Healthcare: If Blue Dogs Run Free

7-31-09, 10:06 am



'If dogs run free, then why not we Across the swooping plain?
My ears hear a symphony
Of two mules, trains and rain.
The best is always yet to come,
That's what they explain to me.
Just do your thing, you'll be king,
If dogs run free.' Bob Dylan,  New Morning, 1970

I am trying to get  more info on the blue-dogs – white-house – senate health care negotiations. Are we headed to a supportable bill, or not?     'If we were starting from scratch, I would favor single-payer,' the President has said.   So he gave the single-payer movement more than just a tip of his hat (I think), even though he shortly backed up to a public option plan where not-for-profit medicine can compete and help drive much needed health care reforms, including universal coverage. It is beginning to look like the administration is backing up from a straightforward 'public option' – essentially a national health service to lead the non-profit sector – to a position that amounts to smuggling in a public option under the guise of a heavier federal funded and regulated coop system modeled on rural cooperative non-profit health providers. 

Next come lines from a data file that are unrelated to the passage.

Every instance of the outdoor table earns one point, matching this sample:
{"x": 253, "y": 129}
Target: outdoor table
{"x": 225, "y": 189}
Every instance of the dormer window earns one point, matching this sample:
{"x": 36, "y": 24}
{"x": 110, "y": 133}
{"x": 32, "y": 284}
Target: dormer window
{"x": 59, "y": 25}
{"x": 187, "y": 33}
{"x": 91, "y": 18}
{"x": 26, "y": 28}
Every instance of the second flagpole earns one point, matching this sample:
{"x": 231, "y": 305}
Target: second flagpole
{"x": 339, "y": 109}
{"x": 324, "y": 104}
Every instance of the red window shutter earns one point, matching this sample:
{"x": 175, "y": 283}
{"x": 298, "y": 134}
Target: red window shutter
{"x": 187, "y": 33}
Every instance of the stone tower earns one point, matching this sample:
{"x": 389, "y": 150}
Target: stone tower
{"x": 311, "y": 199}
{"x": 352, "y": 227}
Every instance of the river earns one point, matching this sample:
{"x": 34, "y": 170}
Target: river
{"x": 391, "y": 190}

Thus the negotiations appear to be moving more toward the Netherlands-like solution: eventual universal coverage, private insurance, but many public mandates.   Frankly I need to be convinced that subsidized, regulated coops will have the market power sufficient to restructure costs and reform health care delivery in a system as huge, complex and varied as the current US one. A public plan would seem to garner greater administrative savings, and greater market power to drive change, cover everyone, and backstop cost control efforts. People may justly complain about Medicare defects, but it is far more efficient and popular than ANY OTHER insurance provider.   A public plan could more easily control overall savings and level of quality. It is true that in some rural areas – not an accident that all of the blue-dogs are from rural states – coops function well and certainly at no worse cost than the Canadian National Health Service does in its remote rural areas. However, it's hard to see this model scaling well. The US market is many times the size of Netherlands. 

In addition, eliminating employer mandates from the House legislation and replacing them with individual mandates seems like replacing a lousy hodge-podge of subsidies and taxes with a worse one. At what income level will working people have to pay a penalty – fine – for failing to purchase health insurance – when their employer declines to provide coverage, but you do not qualify for assistance?   Individual mandates seem like an open door to nail workers' disposable income. Any solution where the cost of benefits under reform is deducted from the current take-home pay of any worker under 80K should  be rejected, in my view. This crisis is fundamentally a consequence, in large measure, of long term flat or declining median income  alongside skyrocketing wealth accumulations in financial services corporations. Working people are not getting enough of the pie to play their usual role of saving the economy by starting to spend again. Adding more inequality to the US economy, even if it were in the name of universal health care, is a bad idea.

So, are the Blue Dogs taking just barking? Stinking up the lawn? Or should we lie down with them on the beach, and assume some beers and a philosophical attitude can get both of us thinking about taking care of everyone, taking the profit out of medicine, AND able to say 'National Health Care' and 'Down with socialism' with equal, respective enthusiasm?